Adage n°11.4 : Il est doux... / M. Rosellini



Adage n°11.4.

 

 
Il est doux d’assister de la terre aux rudes épreuves d’autrui
 


Michèle Rosellini

20/04/2020

 

Cet adage me met mal à l’aise. Peut-être parce que je n’ai pas vécu de situation dans laquelle j’aurais pu entrevoir ne serait-ce que la possibilité d’éprouver ce sentiment, cette « douceur » à me sentir en sécurité quand d’autres, sous mes yeux, même au loin, se débattraient avec de terribles difficultés, voire une menace de mort. L’impulsion d’aller au secours me viendrait d’abord, comme à beaucoup de mes semblables, je crois. Même l’indication « de la terre » qui signale qu’« autrui » est inaccessible, au milieu d’une mer soulevée par la tempête ne me rend pas l’adage plus habitable. Il faut transposer. La guerre est le seul contexte qui le rende plausible. Je pense aux récits des bombardements de Marseille entendus chez mes grands-parents. Quand, réfugiés avec leurs voisins dans la cave de leur immeuble, ils percevaient par le fracas et l’ébranlement que la bombe était tombée plus loin, peut-être sur l’immeuble voisin, ils étaient soulagés, traversés par la pensée que cette fois encore la mort avait été pour les autres. Oui, le « il est doux » peut s’admettre, en situation extrême, comme soulagement. Mais certainement pas comme sérénité et encore moins comme joie.
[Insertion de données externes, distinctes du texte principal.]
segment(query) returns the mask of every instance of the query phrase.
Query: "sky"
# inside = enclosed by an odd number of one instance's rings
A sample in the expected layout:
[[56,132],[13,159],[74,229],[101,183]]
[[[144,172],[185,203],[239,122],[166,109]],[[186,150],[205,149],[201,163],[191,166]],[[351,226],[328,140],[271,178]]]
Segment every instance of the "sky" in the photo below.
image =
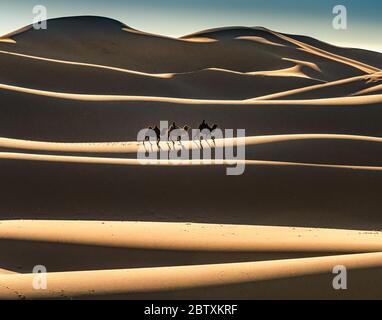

En ressentons-nous d’avoir été épargnés par cette épidémie qui en tue d’autres ? Même le soulagement des civils bombardés n’est pas de mise, car si un avion a un nombre précis de bombes à larguer sur une ville, le virus n’a pas de limite dans ses impacts : nul ne peut être soulagé qu’il soit tombé « à côté ». La compassion seule nous étreint quand nous assistons, de loin, et souvent à travers de froides statistiques, « aux rudes épreuves d’autrui ».

La compassion est-elle si étrangère à Lucrèce qui nous a légué cette scène du naufrage contemplée de loin comme métaphore de la tranquillité d’âme du sage épicurien ? À l’extrême fin de son poème, il prend pour exemple des épidémies (phénomènes naturels parmi d’autres qui ne doivent pas effrayer le sage…) celle qui a ravagé Athènes au milieu du Ve siècle. Sa description se déploie sur près de 150 vers, en scènes pathétiques. Il détaille les symptômes morbides et l’inévitable agonie : « […] par la gorge, la maladie emplissait leur poitrine, / affluait en masse vers le cœur douloureux / et toutes les barrières de la vie s’effondraient ». Il note l’abandon sacrilège, dans la panique collective, des rites funéraires, de l’accompagnement familial des mourants et des morts. Ce récit d’une expérience qu’il n’a pas vécue est intensément émotif et nous émeut encore. La douleur semble impossible à ignorer, elle affecte l’humanité du narrateur, qui en livre au lecteur, par la force des mots, toute l’horreur. Où est, dans cette tourmente partagée, le promontoire stable d’où le sage pouvait contempler sereinement les souffrances d’autrui ? Ce constat ne me réconcilie pas avec l’adage, mais avec celui qui l’a le premier proféré : la poésie, dont il a prétendu faire le véhicule docile d’une philosophie de l’existence, l’a comme pris au piège pour le rendre, par sa puissance pathique, rebelle aux injonctions doctrinales.